Two-stage 3D object detection network extended with the proposed inter-object relation module (shown in yellow). We implement our module after a detector's RPN and RoI pooling modules. The object relation module consists of a Graph Generator and a GNN. First, the Graph Generator conducts inter-object relation graphs based on the centers of proposal boxes. After that, the GNN takes the proposal features and box information to calculate and iteratively update the node features. Ultimately, the node features of the same node obtained by different layers are concatenated, which are the input of the following detection head.

Abstract

Accurate and effective 3D object detection is critical for ensuring the driving safety of autonomous vehicles. Recently, state-of-the-art two-stage 3D object detectors have exhibited promising performance. However, these methods refine proposals individually, ignoring the rich contextual information in the object relationships between the neighbor proposals. In this study, we introduce an object relation module, consisting of a graph generator and a graph neural network (GNN), to learn the spatial information from certain patterns to improve 3D object detection. Specifically, we create an inter-object relationship graph based on proposals in a frame via the graph generator to connect each proposal with its neighbor proposals.

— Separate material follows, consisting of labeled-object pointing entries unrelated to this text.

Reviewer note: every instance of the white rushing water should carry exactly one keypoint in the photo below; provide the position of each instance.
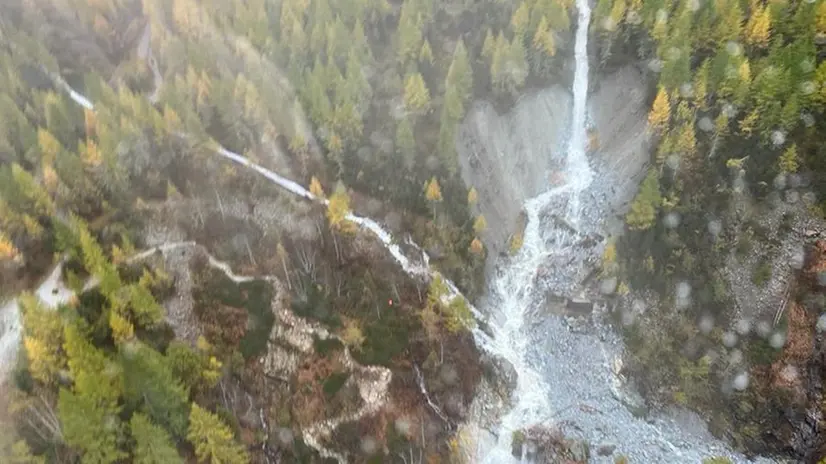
(558, 369)
(515, 289)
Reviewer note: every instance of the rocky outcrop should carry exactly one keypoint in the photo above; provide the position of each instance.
(512, 157)
(770, 238)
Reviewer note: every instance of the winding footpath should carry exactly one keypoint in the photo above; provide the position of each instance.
(556, 367)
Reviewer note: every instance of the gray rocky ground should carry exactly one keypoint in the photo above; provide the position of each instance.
(580, 363)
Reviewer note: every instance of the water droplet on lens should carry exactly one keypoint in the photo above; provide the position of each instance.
(706, 324)
(821, 323)
(778, 138)
(673, 162)
(780, 181)
(808, 119)
(777, 340)
(661, 16)
(742, 327)
(733, 48)
(740, 381)
(655, 65)
(671, 220)
(763, 328)
(608, 286)
(633, 18)
(715, 226)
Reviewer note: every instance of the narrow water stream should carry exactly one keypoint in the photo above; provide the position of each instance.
(515, 289)
(557, 368)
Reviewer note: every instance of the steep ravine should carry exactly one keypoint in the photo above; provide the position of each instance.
(532, 159)
(575, 370)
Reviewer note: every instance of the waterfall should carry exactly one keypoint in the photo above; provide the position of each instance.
(557, 369)
(514, 290)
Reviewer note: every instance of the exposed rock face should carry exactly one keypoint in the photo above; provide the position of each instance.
(544, 445)
(619, 149)
(512, 157)
(770, 235)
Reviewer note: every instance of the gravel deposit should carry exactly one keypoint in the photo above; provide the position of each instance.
(578, 362)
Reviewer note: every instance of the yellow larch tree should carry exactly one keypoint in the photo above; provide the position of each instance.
(315, 188)
(758, 28)
(660, 111)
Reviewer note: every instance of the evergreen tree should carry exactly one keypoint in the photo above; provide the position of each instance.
(459, 83)
(426, 54)
(405, 142)
(758, 28)
(660, 111)
(644, 208)
(409, 36)
(416, 94)
(91, 427)
(152, 444)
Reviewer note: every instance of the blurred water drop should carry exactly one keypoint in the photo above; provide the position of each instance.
(687, 90)
(661, 16)
(628, 318)
(369, 445)
(777, 340)
(821, 278)
(655, 65)
(797, 259)
(794, 180)
(778, 138)
(673, 53)
(403, 426)
(729, 339)
(763, 328)
(284, 435)
(733, 48)
(673, 162)
(705, 124)
(739, 183)
(683, 290)
(780, 181)
(449, 374)
(735, 357)
(608, 286)
(671, 220)
(743, 327)
(740, 381)
(715, 226)
(821, 323)
(706, 324)
(792, 196)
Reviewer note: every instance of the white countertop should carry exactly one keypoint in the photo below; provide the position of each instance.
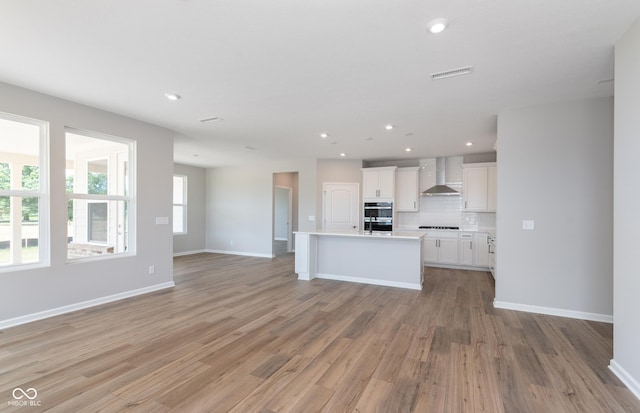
(403, 234)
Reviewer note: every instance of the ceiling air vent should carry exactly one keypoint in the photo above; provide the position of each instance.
(450, 73)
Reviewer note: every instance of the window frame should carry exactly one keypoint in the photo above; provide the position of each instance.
(130, 198)
(183, 205)
(43, 195)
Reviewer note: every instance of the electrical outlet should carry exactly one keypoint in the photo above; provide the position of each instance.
(527, 224)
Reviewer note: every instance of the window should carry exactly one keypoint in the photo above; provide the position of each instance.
(24, 192)
(179, 204)
(100, 195)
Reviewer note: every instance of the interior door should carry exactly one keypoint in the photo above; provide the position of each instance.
(341, 206)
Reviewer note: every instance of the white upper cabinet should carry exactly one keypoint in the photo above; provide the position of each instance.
(479, 187)
(407, 186)
(378, 184)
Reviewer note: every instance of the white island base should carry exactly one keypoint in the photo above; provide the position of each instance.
(393, 260)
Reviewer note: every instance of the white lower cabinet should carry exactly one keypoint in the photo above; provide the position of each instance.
(441, 247)
(466, 248)
(481, 250)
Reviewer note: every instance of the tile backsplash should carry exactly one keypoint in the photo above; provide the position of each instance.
(443, 210)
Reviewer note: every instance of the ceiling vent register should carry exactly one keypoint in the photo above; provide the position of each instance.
(453, 72)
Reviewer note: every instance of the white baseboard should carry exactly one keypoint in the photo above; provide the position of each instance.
(581, 315)
(373, 281)
(625, 377)
(456, 267)
(247, 254)
(179, 254)
(12, 322)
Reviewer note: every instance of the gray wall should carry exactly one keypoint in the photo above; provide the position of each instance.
(239, 216)
(24, 293)
(555, 166)
(626, 330)
(194, 240)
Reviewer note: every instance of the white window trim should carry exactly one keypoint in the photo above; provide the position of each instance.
(130, 198)
(183, 205)
(44, 216)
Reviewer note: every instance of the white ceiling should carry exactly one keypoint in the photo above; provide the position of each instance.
(281, 72)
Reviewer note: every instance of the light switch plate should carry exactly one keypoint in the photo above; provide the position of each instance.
(527, 224)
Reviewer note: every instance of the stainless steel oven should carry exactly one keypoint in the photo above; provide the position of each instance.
(378, 216)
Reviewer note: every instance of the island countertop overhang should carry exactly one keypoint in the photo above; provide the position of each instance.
(397, 235)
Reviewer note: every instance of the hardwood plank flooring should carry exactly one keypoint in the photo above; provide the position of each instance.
(240, 334)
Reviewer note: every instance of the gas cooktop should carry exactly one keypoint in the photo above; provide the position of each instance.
(438, 227)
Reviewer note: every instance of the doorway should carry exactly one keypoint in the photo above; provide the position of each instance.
(285, 212)
(340, 206)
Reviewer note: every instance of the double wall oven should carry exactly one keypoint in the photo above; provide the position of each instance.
(378, 216)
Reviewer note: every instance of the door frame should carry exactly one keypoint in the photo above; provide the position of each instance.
(289, 216)
(324, 201)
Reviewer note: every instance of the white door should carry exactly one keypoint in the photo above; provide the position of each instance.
(341, 206)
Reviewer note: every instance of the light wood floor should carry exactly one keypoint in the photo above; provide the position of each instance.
(241, 334)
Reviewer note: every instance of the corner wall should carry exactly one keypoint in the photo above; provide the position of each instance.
(626, 311)
(239, 216)
(194, 240)
(555, 166)
(28, 295)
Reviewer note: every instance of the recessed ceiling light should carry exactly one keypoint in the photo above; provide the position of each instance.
(437, 25)
(211, 119)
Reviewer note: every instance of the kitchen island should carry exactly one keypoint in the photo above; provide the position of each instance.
(393, 259)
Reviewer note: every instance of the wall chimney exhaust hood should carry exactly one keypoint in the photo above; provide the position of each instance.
(440, 188)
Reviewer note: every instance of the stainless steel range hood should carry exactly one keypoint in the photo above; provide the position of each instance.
(440, 188)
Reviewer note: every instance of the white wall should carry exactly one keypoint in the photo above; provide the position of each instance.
(62, 285)
(240, 205)
(336, 171)
(290, 180)
(626, 310)
(194, 239)
(555, 166)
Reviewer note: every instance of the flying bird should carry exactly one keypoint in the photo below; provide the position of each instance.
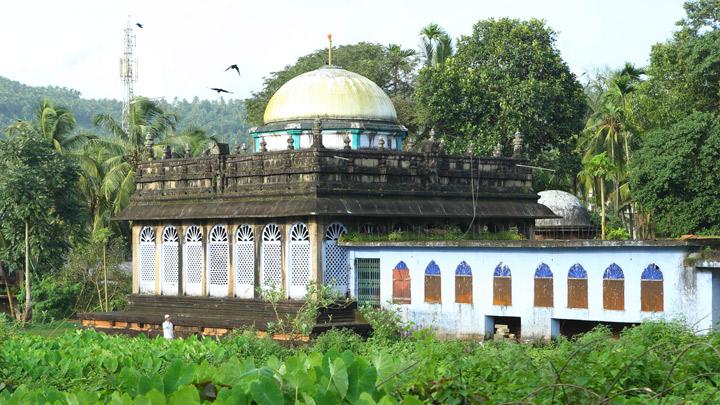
(237, 69)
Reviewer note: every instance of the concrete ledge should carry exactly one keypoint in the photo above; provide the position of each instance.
(579, 243)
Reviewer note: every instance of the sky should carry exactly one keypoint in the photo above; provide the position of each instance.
(185, 46)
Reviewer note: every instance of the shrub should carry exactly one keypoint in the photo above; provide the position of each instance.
(339, 340)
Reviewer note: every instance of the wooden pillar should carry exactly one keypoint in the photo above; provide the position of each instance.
(135, 257)
(158, 251)
(231, 226)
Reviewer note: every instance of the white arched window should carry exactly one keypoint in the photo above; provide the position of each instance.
(146, 261)
(299, 260)
(192, 261)
(336, 265)
(244, 261)
(218, 265)
(271, 257)
(169, 261)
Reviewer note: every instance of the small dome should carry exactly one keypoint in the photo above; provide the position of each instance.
(565, 205)
(330, 93)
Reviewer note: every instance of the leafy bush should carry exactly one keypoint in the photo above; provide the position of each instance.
(339, 340)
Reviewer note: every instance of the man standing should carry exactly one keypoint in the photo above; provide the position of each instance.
(167, 328)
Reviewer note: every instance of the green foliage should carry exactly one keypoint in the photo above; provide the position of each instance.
(37, 187)
(650, 363)
(676, 172)
(223, 119)
(506, 75)
(339, 340)
(390, 67)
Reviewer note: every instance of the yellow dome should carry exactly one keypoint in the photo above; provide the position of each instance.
(330, 92)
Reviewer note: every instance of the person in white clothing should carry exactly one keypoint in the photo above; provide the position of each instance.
(167, 328)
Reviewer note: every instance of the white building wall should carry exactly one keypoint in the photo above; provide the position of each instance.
(686, 297)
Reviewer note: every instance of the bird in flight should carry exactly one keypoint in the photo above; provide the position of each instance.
(237, 69)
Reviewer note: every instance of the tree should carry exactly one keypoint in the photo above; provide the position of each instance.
(38, 206)
(675, 175)
(435, 44)
(598, 168)
(118, 156)
(507, 75)
(391, 68)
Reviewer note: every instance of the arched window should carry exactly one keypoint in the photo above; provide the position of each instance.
(651, 289)
(614, 288)
(146, 260)
(271, 257)
(218, 267)
(463, 283)
(193, 261)
(577, 287)
(543, 286)
(502, 285)
(244, 261)
(170, 261)
(433, 283)
(401, 283)
(299, 260)
(336, 264)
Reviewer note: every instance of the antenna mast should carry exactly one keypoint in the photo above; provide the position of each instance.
(128, 74)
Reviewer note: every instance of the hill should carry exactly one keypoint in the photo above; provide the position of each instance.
(223, 119)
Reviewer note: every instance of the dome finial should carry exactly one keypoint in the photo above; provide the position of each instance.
(329, 49)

Afterward, the GNN module extracts edge features from the generated graph and iteratively refines proposal features with the captured edge features. Ultimately, we leverage the refined features as input to the detection head to obtain detection results. Our approach improves upon the baseline PV-RCNN on the KITTI validation set for the car class across easy, moderate, and hard difficulty levels by 0.82%, 0.74%, and 0.58%, respectively. Additionally, our method outperforms the baseline by more than 1% under the moderate and hard levels BEV AP on the test server.